Reducing public debt in Grenada is urgent, says IMF
by Kishawn Thomas
Caribbean Net News Grenada Correspondent
Email: kishawnthomas@hotmail.com
Monday, May 16, 2005
ST. GEORGE’S Grenada: Reducing public debt
to a safer level is a matter of economic urgency and social responsibility,
according to IMF official Mr. Prakash Loungani. An IMF team visited Grenada
last week and presented the 2005 Article IV consultation discussion on
Grenada’s economy. The total stock of
outstanding public and publicly-guaranteed debt in Grenada at end 2004 was
EC$1.5 billion, or about EC$15,000 per person.
Mr. Loungani said the fiscal situation in Grenada is challenging.
Extraordinary reconstruction expenditures need to be undertaken nut, at the
same time, the revenue base has eroded and the high public debt level limits
additional government borrowing. Mr. Loungani
continued that, despite generous assistance from the international community
and sustained efforts to reduce non-essential expenditures, the government was
not able to close financing gaps for 2004 and could not fully service its debt
obligations. The report added that the 2005
financing gap is 4.6 percent of GDP, including almost 2 percent of GDP in
overdue payments to creditors from last year. Beyond 2005, financing gaps are
expected to widen to between 12-15 percent of GDP despite an anticipated
recovery in revenues, in large part because reconstruction expenditures remain
high and grant commitments are expected to fall off sharply.
The IMF team official said that despite the downturn the economy is expected
to rebound next year after sluggish growth in 2005. The IMF projects growth of
only about 1 percent this year, as conditions in the agricultural sector
remain depressed and the recovery in tourism is not yet enough to supplement
the stimulus from the reconstruction boom.

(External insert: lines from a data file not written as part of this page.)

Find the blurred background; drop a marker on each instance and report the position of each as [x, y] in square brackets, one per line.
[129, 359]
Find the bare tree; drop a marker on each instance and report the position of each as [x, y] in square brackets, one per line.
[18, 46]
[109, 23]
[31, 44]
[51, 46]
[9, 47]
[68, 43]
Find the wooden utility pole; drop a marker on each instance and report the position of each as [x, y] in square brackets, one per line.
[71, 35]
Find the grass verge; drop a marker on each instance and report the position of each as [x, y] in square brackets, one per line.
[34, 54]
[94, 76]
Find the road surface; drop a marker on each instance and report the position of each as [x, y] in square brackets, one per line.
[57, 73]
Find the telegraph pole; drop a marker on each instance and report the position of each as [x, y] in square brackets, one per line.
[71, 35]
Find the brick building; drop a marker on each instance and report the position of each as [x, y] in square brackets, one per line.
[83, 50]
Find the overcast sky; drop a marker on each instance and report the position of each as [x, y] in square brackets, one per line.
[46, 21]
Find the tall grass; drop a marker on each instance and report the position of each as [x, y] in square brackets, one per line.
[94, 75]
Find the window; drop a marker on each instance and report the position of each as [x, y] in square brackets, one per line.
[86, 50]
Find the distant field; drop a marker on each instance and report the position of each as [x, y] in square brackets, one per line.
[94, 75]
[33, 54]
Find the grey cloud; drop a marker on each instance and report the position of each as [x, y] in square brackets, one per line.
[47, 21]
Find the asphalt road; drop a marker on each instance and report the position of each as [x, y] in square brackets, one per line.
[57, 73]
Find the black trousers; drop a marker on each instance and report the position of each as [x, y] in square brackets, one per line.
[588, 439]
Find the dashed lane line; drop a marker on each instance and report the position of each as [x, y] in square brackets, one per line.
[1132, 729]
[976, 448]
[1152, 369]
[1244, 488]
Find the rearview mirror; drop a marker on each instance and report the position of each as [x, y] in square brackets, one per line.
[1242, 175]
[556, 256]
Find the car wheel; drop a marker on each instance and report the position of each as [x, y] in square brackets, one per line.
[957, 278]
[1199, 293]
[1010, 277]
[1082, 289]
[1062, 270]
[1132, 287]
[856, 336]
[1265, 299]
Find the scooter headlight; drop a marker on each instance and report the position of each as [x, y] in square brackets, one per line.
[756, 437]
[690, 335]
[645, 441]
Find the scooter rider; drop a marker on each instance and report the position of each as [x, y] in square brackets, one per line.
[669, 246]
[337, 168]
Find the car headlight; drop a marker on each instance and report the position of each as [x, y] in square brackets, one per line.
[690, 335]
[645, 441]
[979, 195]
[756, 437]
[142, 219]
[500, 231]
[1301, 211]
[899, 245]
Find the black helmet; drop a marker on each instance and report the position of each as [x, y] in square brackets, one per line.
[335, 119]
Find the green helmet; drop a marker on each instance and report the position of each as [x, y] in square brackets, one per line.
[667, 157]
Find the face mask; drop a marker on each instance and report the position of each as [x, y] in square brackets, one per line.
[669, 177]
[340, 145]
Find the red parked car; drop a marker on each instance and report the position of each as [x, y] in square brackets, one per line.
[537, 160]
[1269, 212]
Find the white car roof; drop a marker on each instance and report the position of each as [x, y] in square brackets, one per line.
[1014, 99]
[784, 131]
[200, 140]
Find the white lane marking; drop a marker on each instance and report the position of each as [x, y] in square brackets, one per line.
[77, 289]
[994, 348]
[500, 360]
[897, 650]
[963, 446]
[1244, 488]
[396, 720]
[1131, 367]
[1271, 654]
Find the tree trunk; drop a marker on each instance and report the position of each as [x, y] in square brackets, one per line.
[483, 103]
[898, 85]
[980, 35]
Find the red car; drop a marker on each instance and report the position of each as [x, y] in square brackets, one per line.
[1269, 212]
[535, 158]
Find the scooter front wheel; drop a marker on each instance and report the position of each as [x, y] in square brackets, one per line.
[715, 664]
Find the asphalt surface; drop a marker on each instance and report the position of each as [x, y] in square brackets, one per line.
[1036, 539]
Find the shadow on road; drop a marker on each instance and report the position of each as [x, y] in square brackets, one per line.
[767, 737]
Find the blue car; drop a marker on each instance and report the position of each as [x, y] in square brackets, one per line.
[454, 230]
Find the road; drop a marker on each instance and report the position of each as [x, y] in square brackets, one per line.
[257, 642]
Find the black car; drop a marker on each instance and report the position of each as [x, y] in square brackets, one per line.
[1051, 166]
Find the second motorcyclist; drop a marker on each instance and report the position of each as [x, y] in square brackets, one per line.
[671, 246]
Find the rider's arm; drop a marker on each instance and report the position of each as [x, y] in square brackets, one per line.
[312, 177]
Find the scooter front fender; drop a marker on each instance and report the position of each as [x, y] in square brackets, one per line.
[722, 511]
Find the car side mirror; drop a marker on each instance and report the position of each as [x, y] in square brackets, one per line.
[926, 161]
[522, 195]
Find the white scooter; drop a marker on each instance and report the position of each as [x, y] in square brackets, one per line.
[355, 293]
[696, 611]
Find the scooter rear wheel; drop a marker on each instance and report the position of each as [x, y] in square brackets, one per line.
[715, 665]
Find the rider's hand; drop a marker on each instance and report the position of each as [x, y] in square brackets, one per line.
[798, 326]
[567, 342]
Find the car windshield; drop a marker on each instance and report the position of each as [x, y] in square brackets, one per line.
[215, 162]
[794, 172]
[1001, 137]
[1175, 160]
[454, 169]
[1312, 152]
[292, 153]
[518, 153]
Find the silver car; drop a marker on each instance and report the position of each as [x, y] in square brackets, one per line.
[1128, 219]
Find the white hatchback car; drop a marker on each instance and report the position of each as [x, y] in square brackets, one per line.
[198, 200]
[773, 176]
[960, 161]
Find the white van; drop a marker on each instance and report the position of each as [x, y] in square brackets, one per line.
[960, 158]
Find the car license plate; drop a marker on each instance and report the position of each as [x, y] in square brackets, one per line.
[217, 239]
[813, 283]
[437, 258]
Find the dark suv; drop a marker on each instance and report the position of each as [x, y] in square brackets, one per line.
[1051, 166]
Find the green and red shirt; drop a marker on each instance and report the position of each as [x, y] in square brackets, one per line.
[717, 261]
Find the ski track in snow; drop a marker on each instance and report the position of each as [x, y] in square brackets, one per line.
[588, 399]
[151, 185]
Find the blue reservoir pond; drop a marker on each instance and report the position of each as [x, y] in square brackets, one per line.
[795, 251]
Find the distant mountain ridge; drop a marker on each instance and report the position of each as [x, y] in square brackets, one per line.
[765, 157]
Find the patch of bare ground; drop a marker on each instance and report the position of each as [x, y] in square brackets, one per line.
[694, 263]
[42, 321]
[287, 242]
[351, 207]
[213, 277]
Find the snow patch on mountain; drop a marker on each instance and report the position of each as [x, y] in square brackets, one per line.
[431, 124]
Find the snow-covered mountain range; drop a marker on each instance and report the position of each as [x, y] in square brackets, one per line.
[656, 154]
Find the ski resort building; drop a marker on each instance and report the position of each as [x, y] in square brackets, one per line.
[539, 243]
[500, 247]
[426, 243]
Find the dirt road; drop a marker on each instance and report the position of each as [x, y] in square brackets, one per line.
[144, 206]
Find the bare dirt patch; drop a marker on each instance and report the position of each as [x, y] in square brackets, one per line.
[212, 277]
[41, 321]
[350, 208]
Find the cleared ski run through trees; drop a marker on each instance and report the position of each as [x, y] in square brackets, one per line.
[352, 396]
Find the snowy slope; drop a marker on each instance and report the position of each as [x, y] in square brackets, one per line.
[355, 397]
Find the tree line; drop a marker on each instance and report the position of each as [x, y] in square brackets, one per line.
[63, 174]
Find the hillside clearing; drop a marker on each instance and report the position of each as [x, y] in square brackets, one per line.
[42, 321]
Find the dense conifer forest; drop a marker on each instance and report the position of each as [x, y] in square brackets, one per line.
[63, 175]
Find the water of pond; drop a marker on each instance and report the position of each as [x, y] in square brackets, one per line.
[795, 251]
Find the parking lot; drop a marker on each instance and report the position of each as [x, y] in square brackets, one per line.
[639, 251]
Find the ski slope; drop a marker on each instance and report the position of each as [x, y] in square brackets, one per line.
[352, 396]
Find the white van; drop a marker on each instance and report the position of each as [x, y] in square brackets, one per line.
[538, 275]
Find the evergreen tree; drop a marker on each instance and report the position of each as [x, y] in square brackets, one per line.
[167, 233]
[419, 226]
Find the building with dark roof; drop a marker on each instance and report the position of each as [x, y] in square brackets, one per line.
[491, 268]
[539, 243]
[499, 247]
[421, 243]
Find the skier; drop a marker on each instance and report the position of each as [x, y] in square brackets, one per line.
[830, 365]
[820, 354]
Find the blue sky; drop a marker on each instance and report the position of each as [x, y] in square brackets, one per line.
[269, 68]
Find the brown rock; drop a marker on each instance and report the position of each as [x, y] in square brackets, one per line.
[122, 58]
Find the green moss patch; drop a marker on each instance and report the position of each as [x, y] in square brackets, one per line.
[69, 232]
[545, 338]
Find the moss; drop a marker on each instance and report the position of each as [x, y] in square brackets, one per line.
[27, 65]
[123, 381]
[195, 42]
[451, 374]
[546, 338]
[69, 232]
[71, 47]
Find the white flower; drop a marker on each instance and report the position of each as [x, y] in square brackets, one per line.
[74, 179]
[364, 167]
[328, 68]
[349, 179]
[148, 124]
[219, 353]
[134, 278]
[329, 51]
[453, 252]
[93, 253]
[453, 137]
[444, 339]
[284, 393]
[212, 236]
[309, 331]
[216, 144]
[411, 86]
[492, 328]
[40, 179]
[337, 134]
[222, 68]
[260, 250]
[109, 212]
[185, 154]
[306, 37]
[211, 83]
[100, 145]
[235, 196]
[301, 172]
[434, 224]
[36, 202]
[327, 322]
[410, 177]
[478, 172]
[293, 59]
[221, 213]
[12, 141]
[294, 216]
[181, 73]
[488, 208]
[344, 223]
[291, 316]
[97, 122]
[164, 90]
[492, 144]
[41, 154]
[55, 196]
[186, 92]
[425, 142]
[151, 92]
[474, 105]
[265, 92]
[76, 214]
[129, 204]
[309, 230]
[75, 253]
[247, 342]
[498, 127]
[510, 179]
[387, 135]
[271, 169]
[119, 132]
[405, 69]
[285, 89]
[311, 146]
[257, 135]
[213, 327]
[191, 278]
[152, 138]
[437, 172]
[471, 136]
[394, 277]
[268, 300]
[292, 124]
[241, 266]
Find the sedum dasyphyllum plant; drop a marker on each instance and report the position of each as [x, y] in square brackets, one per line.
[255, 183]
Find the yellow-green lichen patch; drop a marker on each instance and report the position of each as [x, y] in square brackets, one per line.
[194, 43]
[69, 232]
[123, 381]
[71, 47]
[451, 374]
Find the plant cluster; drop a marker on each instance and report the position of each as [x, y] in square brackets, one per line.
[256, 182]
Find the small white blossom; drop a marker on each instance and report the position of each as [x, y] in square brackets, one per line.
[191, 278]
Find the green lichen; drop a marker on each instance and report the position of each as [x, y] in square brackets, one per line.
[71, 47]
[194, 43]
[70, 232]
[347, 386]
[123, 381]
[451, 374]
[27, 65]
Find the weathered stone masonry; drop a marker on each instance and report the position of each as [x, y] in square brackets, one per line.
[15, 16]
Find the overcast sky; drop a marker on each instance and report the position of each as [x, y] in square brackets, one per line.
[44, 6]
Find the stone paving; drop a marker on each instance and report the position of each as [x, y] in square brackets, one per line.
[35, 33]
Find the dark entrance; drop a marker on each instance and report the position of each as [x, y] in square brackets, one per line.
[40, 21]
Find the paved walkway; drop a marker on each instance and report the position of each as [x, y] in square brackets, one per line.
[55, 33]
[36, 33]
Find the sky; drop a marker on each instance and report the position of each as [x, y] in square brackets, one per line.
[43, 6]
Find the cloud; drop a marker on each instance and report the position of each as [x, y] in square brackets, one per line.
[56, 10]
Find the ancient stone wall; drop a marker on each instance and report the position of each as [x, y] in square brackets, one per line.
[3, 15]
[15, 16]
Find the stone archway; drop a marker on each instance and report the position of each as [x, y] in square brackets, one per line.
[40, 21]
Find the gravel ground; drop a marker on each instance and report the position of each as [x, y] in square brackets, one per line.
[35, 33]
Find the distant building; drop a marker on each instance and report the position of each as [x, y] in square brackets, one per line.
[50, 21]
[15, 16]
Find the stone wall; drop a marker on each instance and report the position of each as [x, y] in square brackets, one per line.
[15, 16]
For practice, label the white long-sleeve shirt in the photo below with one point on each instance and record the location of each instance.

“Further fiscal measures will be needed to fill financing gaps in 2006-10. The
mission recommends that the authorities devise a medium-term macroeconomic
framework, with fiscal targets for the next 3-5 years that would be based on a
broad consensus and approved by parliament. Such a plan could be built around
a menu of growth and fiscal measures, many of which are already on the agenda
of the authorities,” Mr. Loungani said.